Critique de livre : « Il va y avoir des problèmes », de Jen Silverman

Critique de livre : « Il va y avoir des problèmes », de Jen Silverman


J'ai récemment accouché et il y a des moments où je regarde mon fils et je ressens la lourde conscience qu'il portera le fardeau de mes erreurs. À d'autres moments, c'est de la légèreté, car la maternité, en quelques mois seulement, m'a appris que mon influence est limitée, malgré mes meilleures tentatives et mes plus grands échecs. Cette dichotomie est au cœur du nouveau roman intelligent et réfléchi de Jen Silverman, « There's Going to Be Trouble », qui suit deux générations de militants aux prises avec les erreurs du passé alors qu'ils s'efforcent de dessiner un avenir plus viable.

Minnow Hunter est professeur de littérature par intérim dans une université anonyme à Paris, après s'être enfui dans la ville après un scandale (dont le roman retient initialement les détails) dans un lycée privé aux États-Unis. Elle arrive au plus fort des manifestations des Gilets jaunes et tombe sur Charles Vernier, un jeune professeur populaire de communication et de médias issu d'une famille riche et importante qui travaille à l'université de Minnow et qui la fait entrer encore plus intimement dans le giron. des manifestants. Le couple tombe rapidement amoureux et la nature compliquée de la relation provoque l'éveil politique et personnel de Minnow.

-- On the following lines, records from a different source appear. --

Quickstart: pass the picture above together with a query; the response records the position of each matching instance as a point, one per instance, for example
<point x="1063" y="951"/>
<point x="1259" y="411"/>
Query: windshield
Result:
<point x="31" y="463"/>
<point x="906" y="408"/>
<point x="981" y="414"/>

Cinq décennies plus tôt, le père de Minnow, Keen, est étudiant en chimie à Harvard, alors que les manifestations contre la guerre du Vietnam perturbent la paix studieuse de l'université. Comme Minnow, Keen s'éprend d'une jeune activiste fougueuse – dans son cas, une jeune femme nommée Olya qui l'entraîne dans le mouvement anti-guerre qui, sous la direction féroce d'Olya, envisage une action plus violente. Le roman saute entre ces deux chronologies, chacune étant entraînée dans des mouvements bouillants.

Pendant environ le premier tiers du livre, j'ai trébuché sur l'exécution du roman. Une prose maladroite affaiblit l'histoire dans son ensemble : les personnages parlent avec des déclarations trop grandioses et avec une conviction irréaliste ; des clichés, tels que « le sourire a glissé de son visage » et « le piéger comme une mouche dans l'ambre », énigment le texte ; des changements de point de vue intermittents (pas les sauts attendus entre les personnages mais des mouvements plus distrayants depuis des perspectives proches ou omniscientes) brouillent le flux narratif. Et la romance entre Charles et Minnow est initialement gênante, suscitant le même type de réaction grinçante que celle que vous ressentez lorsque vous regardez un film avec vos parents et qu'une scène de sexe se produit.

Mais à mesure que les relations se compliquent et s’approfondissent, et que l’intensité augmente, toutes les incohérences stylistiques disparaissent. Silverman a clairement un talent exceptionnel pour la tension dramatique : certaines des meilleures scènes du livre se déroulent alors que les personnages affrontent des désaccords philosophiques et politiques, qu'ils se disputent dans la relative sécurité d'un dîner ou qu'ils se balancent d'une grande fenêtre à un rue grouillante de policiers anti-émeutes en contrebas.

Le roman de Silverman s'articule autour de la manière dont chacun choisit de participer à une manifestation, mais son cœur réside dans la manière dont ses personnages permettent aux relations et à la perte de guider leurs philosophies personnelles. Les expériences, les erreurs et les tragédies de Keen détruisent presque sa capacité à offrir le pardon et à ressentir de l'espoir. Minnow est également aux prises avec des difficultés : après la disgrâce de son lycée privé, son père cesse de lui parler, une perte douloureuse car, en grandissant, il « avait été tout son monde », écrit Silverman. « Il avait façonné l'univers selon sa compréhension. » La façon dont Minnow permet à ses propres échecs (et à ceux de son père) de la guider vers l'avant est l'une des questions centrales du livre.

Le séjour de Minnow à Paris lui apprend la politique française, la droiture et le devoir, oui. Mais cela lui permet également de clarifier ce qu’elle veut hériter de son père et ce qu’elle veut laisser derrière elle. Décrypter cela est la grande responsabilité que nous avons tous. Minnow a dû le comprendre, tout comme Keen avant elle, tout comme moi, et un jour, mon propre fils le fera aussi.